Rajoy, the leader of the conservative Popular Party (PP), lost the vote of confidence with 189 votes against and 170 in favour after an often acrimonious debate in parliament.
He needed an absolute majority of 176 seats in the 350-seat assembly but was backed only by his own party, the centrist Ciudadanos and a lone MP from the Canary Islands.
The PP, in power since 2011, won the most seats in elections held in December and June but fell short of an absolute majority both times as voters angry over corruption and austerity flocked to new formations.
Another confidence vote will be held on Friday in which Rajoy only needs more votes in favour than against but there is little to indicate he will win that one either.
The Socialists, who came second in the polls, have steadfastly refused to back Rajoy. Socialist leader Pedro Sanchez told the assembly Rajoy “has no credibility”.
If there is no breakthrough two months after Wednesday's parliamentary ballot, vote-weary Spaniards will be asked to return to the polls on December 25th – the date determined by timings laid out in Spanish election law.
But the Socialists and other parties have already proposed shortening the campaign so a repeat election could be held on December 18, in a sign that fresh polls are looming.
“Given the parties' entrenched positions, a third round of elections” is now the most likely scenario, said Antonio Barroso, a Spanish political analyst at Teneo Intelligence, a think tank in London.
'Damage to democracy'
Rajoy accused the Socialists of “stubbornly wanting new elections” and warned the political deadlock risks jeopardising Spain's economy and even raises questions about democracy.
“It is hard to think of anything that could cause more damage to Spanish democracy than telling citizens that their vote has been useless on two occasions and that a general election needs to be held for a third time,” he said.
Spain suffered a painful economic slump when a housing bubble burst in 2008 but has bounced back to become of the eurozone's most dynamic economies, growing for 12 straight quarters.
But the political stalemate has begun to show signs of taking its toll on the economy.
Although Rajoy remains in office as acting prime minister, he has no power to propose legislation or spend on new infrastructure projects such as roads and railways.

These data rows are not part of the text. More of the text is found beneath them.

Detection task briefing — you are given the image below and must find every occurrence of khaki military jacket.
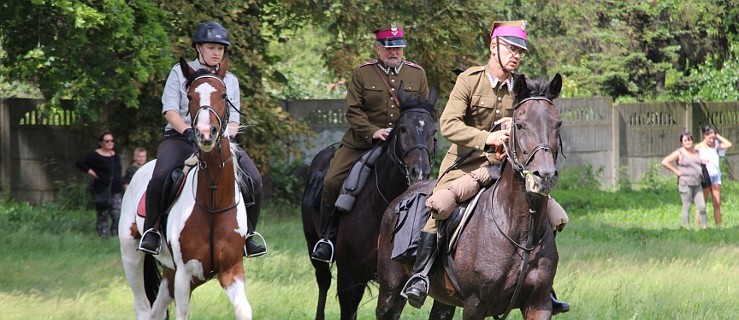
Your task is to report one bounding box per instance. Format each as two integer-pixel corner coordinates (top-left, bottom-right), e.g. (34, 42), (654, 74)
(436, 65), (515, 188)
(341, 60), (429, 150)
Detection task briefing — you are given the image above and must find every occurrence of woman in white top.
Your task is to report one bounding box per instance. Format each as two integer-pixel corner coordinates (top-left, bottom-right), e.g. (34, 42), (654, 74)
(695, 125), (733, 228)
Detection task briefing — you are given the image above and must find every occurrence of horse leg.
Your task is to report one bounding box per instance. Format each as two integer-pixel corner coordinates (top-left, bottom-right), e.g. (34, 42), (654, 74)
(337, 271), (366, 320)
(150, 267), (174, 320)
(428, 301), (456, 320)
(173, 268), (195, 320)
(310, 258), (332, 320)
(120, 231), (154, 318)
(375, 260), (408, 320)
(461, 296), (486, 320)
(218, 263), (252, 320)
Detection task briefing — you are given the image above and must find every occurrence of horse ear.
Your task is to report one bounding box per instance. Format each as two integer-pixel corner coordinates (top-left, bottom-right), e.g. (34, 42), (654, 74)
(179, 57), (192, 78)
(427, 87), (438, 107)
(216, 55), (229, 79)
(513, 73), (529, 101)
(397, 81), (406, 105)
(547, 73), (562, 100)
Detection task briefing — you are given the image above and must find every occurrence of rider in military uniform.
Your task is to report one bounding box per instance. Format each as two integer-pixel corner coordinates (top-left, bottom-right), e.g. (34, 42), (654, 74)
(311, 22), (430, 263)
(402, 21), (570, 315)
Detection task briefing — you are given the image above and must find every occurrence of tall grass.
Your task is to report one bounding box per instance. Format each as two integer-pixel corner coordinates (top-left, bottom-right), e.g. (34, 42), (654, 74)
(1, 175), (738, 319)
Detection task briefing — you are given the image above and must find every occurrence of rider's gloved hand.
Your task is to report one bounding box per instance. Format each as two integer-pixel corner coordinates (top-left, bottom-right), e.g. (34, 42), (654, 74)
(183, 128), (196, 144)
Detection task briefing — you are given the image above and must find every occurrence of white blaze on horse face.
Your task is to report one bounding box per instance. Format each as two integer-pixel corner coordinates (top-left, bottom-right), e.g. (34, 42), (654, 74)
(195, 82), (218, 138)
(417, 120), (426, 135)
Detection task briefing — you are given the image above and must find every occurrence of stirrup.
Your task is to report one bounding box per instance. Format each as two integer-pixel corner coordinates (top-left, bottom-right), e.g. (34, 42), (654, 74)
(310, 239), (334, 263)
(400, 273), (429, 300)
(138, 228), (162, 255)
(244, 232), (268, 257)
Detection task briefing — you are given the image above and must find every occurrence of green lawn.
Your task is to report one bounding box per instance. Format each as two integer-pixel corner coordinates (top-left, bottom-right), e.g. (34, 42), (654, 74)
(1, 179), (738, 319)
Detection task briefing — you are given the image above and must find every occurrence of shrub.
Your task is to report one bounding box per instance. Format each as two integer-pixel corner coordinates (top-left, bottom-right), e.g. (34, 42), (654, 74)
(557, 164), (604, 190)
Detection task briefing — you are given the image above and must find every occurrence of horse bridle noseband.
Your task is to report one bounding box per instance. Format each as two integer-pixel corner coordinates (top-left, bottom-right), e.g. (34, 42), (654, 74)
(505, 96), (558, 174)
(187, 74), (231, 147)
(376, 107), (436, 204)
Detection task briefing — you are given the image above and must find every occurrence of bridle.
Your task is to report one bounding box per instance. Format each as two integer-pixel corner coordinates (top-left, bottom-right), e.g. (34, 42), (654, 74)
(188, 74), (231, 147)
(186, 74), (238, 275)
(504, 96), (559, 175)
(376, 107), (436, 204)
(492, 95), (562, 320)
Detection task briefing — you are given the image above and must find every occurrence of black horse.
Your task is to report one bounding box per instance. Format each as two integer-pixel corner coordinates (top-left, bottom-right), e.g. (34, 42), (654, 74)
(302, 87), (438, 320)
(376, 74), (564, 320)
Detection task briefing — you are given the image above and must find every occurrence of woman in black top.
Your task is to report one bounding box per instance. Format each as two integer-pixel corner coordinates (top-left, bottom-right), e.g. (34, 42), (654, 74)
(75, 131), (123, 239)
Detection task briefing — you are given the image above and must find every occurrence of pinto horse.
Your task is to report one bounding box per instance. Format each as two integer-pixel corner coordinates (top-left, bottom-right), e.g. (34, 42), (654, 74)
(302, 87), (439, 320)
(376, 74), (564, 320)
(119, 57), (252, 320)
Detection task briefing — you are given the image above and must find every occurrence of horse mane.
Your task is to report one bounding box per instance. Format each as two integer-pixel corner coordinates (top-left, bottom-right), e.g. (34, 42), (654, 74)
(185, 68), (213, 89)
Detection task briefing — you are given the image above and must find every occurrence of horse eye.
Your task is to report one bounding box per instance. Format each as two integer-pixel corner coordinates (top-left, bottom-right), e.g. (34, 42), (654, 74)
(187, 95), (192, 101)
(515, 123), (524, 130)
(555, 120), (563, 128)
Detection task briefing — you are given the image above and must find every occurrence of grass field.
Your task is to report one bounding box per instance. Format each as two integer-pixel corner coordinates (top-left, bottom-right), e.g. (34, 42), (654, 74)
(1, 176), (738, 319)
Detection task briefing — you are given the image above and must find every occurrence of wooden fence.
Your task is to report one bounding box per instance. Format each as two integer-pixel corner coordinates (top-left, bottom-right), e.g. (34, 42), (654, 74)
(285, 98), (739, 187)
(2, 97), (737, 204)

Spain's public works ministry and the state companies it oversees spent 20 percent less on contracts in the first six months of this year than they did in 2015.

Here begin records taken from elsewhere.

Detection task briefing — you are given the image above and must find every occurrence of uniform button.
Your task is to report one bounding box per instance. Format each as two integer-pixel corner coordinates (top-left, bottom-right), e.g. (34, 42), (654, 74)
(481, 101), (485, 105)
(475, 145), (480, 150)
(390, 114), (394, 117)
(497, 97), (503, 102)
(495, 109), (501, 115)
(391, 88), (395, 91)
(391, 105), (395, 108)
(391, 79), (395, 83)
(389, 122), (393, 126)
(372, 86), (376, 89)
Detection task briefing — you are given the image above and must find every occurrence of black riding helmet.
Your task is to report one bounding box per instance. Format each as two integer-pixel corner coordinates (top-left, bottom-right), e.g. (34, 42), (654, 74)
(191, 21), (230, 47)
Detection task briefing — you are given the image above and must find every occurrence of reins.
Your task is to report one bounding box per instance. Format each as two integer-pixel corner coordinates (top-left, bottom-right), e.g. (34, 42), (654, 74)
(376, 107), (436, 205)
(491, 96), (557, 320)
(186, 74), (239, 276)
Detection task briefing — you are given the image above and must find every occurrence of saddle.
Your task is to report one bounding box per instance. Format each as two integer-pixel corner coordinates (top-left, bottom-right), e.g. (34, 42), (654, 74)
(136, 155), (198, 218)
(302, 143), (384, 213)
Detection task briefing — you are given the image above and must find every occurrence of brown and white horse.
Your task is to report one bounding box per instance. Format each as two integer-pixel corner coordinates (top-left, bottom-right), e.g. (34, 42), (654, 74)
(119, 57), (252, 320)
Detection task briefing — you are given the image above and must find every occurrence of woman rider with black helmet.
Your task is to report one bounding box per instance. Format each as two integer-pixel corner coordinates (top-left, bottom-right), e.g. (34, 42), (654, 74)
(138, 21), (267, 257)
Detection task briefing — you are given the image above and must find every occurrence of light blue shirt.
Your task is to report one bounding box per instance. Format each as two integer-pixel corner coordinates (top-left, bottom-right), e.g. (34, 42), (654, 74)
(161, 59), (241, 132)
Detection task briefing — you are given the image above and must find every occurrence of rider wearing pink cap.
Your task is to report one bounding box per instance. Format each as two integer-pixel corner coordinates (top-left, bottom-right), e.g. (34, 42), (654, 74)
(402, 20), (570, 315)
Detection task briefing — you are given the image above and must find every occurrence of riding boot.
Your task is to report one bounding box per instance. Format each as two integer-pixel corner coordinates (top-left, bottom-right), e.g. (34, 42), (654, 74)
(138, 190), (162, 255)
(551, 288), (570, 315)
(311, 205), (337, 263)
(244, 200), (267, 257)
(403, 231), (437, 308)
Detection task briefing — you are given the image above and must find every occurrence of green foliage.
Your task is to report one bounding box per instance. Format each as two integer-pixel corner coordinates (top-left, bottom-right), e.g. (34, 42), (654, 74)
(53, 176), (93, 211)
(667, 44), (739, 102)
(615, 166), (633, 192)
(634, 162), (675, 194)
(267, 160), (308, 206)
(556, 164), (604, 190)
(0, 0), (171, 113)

The lack of a fully-functioning government has also delayed the drafting of a 2017 budget, which needs to be approved by mid-October to comply with European Union rules.

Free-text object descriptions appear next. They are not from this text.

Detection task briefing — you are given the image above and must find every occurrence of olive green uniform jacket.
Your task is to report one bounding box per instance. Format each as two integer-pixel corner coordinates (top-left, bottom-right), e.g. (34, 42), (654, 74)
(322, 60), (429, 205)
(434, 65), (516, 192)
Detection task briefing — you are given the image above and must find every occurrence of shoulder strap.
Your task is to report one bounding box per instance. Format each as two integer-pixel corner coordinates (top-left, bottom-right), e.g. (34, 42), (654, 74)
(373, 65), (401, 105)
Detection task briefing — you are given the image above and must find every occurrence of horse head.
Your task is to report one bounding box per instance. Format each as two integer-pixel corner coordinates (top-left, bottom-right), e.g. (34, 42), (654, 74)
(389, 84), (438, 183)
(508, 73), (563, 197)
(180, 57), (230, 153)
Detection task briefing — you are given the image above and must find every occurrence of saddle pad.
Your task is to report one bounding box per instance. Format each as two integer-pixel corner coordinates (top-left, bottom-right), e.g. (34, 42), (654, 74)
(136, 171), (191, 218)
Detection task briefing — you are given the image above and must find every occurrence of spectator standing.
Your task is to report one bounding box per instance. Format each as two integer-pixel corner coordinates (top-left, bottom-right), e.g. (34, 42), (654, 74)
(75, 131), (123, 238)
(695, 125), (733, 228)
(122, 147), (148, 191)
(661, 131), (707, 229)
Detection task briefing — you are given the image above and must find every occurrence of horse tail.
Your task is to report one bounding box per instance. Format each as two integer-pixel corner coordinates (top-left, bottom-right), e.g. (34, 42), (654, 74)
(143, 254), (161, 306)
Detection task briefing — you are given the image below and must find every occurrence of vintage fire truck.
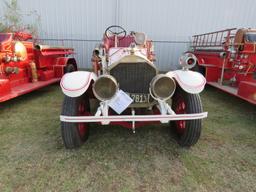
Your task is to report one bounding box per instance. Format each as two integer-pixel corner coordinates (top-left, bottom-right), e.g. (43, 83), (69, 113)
(0, 31), (77, 102)
(188, 28), (256, 105)
(60, 25), (208, 149)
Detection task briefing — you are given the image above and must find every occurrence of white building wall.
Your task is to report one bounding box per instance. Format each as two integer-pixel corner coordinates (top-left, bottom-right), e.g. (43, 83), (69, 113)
(1, 0), (256, 70)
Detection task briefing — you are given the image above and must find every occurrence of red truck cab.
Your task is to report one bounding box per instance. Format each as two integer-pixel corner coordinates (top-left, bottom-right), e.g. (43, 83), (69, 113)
(188, 28), (256, 104)
(0, 32), (77, 102)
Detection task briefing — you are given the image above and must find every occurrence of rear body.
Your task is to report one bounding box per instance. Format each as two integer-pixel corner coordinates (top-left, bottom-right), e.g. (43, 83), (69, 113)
(0, 32), (77, 102)
(188, 28), (256, 105)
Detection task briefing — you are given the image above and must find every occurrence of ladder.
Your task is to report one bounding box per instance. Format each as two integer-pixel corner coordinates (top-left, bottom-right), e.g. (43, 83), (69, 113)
(192, 28), (237, 50)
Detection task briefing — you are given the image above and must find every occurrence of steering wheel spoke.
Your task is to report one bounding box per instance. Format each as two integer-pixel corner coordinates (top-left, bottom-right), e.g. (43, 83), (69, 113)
(117, 31), (125, 35)
(104, 25), (127, 41)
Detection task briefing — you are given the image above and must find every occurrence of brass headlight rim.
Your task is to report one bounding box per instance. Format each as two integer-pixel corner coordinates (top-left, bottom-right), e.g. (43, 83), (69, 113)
(149, 74), (176, 101)
(92, 74), (119, 101)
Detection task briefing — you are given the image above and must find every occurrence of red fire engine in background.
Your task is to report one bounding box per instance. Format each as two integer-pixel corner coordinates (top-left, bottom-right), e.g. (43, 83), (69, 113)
(0, 31), (77, 102)
(188, 28), (256, 105)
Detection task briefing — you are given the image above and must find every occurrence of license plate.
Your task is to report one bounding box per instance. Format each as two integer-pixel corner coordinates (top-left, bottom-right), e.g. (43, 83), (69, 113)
(128, 93), (150, 103)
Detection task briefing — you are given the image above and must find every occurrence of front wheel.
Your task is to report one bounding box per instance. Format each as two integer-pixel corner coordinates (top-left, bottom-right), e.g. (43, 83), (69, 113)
(171, 86), (203, 147)
(64, 63), (76, 73)
(61, 94), (90, 149)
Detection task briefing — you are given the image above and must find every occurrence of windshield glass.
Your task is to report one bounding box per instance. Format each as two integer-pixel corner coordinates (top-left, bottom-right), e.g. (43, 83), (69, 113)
(0, 33), (11, 42)
(245, 32), (256, 42)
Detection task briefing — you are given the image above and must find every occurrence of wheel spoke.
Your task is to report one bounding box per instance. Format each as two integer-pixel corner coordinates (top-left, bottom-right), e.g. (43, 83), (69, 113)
(77, 100), (89, 138)
(181, 102), (185, 110)
(174, 94), (186, 134)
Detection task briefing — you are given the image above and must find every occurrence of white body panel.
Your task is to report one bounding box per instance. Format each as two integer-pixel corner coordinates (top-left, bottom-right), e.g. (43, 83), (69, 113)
(166, 70), (206, 94)
(60, 71), (97, 97)
(108, 47), (148, 65)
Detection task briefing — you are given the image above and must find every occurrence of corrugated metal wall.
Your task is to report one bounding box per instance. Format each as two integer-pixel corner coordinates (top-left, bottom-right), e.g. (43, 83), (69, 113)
(1, 0), (256, 70)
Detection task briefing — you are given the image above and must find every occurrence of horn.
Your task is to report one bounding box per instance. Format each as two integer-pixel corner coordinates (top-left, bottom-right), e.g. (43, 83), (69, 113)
(93, 75), (118, 101)
(150, 74), (176, 100)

And weary voters are growing increasingly frustrated with politicians and their inability to compromise to form a government.
“They are have no shame, they only look after their own good, not the good of the country,” said Jesus Ruiz, a 48-year-old builder as he repaired a fountain near the 17th century palace in Madrid that houses the foreign ministry.
One factor that could change the political calculus is the result of regional elections in the Basque Country on September 25th.
The Basque Nationalist Party (PNV), which has five seats, could support Rajoy nationally if it needs the backing of the PP to govern in the Basque Country following the regional polls.
The PNV has backed minority PP governments in the past but Rajoy angered the party during a debate in parliament by focusing on the defence of Spanish unity.
“You did not make a minimal effort to win our support,” Aitor Esteban, a party MP told Rajoy in parliament.